Recently, BE sat down with their senior project designer, Jeremiah Doornbos, AIA, LEED-AP.
Building Envelope: How many years do you have in the profession?
Doornbos: I have been working in the field of architecture and design for about 18 years.
Building Envelope: What is your work history in this field?
Doornbos: I started out by interning in a small firm for a couple of years while I was going to college and after college I worked for about three years at Design Plus in Grand Rapids, Michigan. Following that I moved back to the Detroit-area and worked a short time at Albert Kahn Associates before joining Gensler. I worked a couple of years in Gensler’s Detroit office before I transferred to their Denver office. A couple of years later I moved back to the Detroit area and joined Ghafari Associates.
Building Envelope: Where did you go to school?
Doornbos: I received a Bachelor of Science degree in Architecture from Lawrence Technological University in 1998 and a Master of Architecture degree from the University of Michigan in 2000.

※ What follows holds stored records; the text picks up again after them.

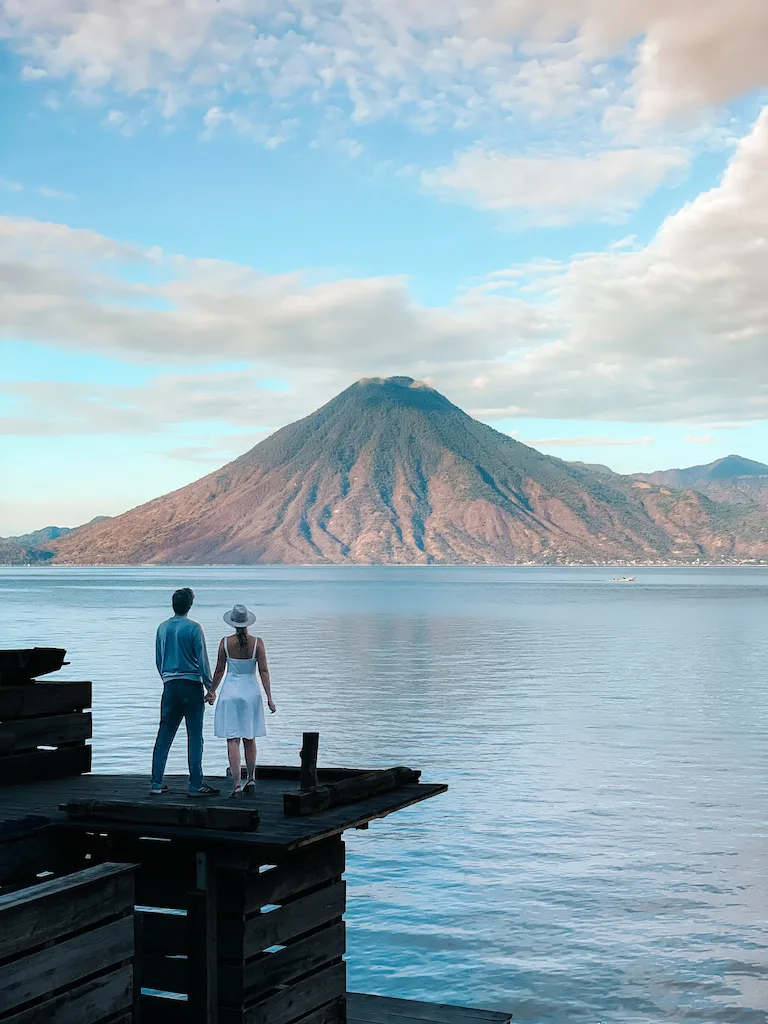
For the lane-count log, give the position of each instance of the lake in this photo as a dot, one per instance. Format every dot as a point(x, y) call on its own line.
point(602, 852)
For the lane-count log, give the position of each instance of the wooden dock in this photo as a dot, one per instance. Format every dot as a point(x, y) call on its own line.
point(166, 909)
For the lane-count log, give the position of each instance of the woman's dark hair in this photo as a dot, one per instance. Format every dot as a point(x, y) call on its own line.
point(182, 600)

Building Envelope: Did you have a specialization?
Doornbos: Currently, my focus is in leading the design effort for Ghafari’s interior architecture practice area, but I am still very active in my firm’s core and shell architecture projects. Designing both interior and exterior projects provides me with more of a holistic understanding of a project and the implications each has on the other.
Building Envelope: Do you approach architecture from an artistic or functional starting point? Are the two concepts exclusive?
Doornbos: For me, a design always starts with the constraints of the particular project whether it’s programmatic, environmental or other influences. Following a thorough understanding of the projects constrains I believe artistry starts shape the project. This process is usually done through a series of initial massing studies. From then on, my design process is a back and forth between programmatic influences and form-making.
Building Envelope: If any, who are your role models?
Doornbos: I’ve had the fortunate opportunity to work with a myriad of very talented designers over the years and I think each one has influenced me in some way. I believe they all have had some influence on who I am as a designer today.
Building Envelope: What projects, other than your own work, do you find inspiring?
Doornbos: I find the explorations in materiality by Tod Williams and Billie Tsien really inspiring. I’ve had the opportunity to visit a few of their projects and always appreciate the architectonic nature of them.
Building Envelope: How many buildings have you designed?
Doornbos: I find it difficult to quantify the number because I’ve played a role in so many projects over the years. The actual number of buildings is probably very low in comparison to my body of work which compiles interior architecture and planning projects as well.
Building Envelope: If you had to choose one to represent your work, what project would you choose?
Doornbos: It’s hard to say because I feel each project I have designed is a manifestation of ideas that I explored at that point in time and each project builds upon the last. So if I had to choose one I would say it’s my current interior project for a large corporate client. The project explores ideas of contradiction. Open, but intimate and permanent while flexible are just a couple of the explorations.
Building Envelope: What are your guiding principles when designing a structure?
Doornbos: First and foremost - I design buildings and spaces for people. After that the project has to solve all the programmatic requirements and embody sustainable strategies.
Building Envelope: If you could have any building to redesign—anywhere in the world—which would you like to address?
Doornbos: It’s always interesting to discuss what could have been done or what I think should have been done by another designer’s project, but I would say I’m my own harshest critic. I can think of a number of my own projects I would like to go back and fix. Designing a project is like cooking. You put together all the ingredients you are confident will work together, but you never really know until you taste the result. It’s at that moment you realize you may have added too much or too little.
Building Envelope: What types of products interest you?
Doornbos: I love texture so products that have a unique physical or visual texture draw my attention first.
Building Envelope: What types of products in the wall and ceiling industry really interest you?
Doornbos: I’m really interested in exploring the possibilities of Pocelanosa’s Krion solid surface material. The duality of the product intrigues me the most. It’s capable of being used in almost any configuration in an interior environment as well as a cladding option for exterior projects. It seems to be limitless.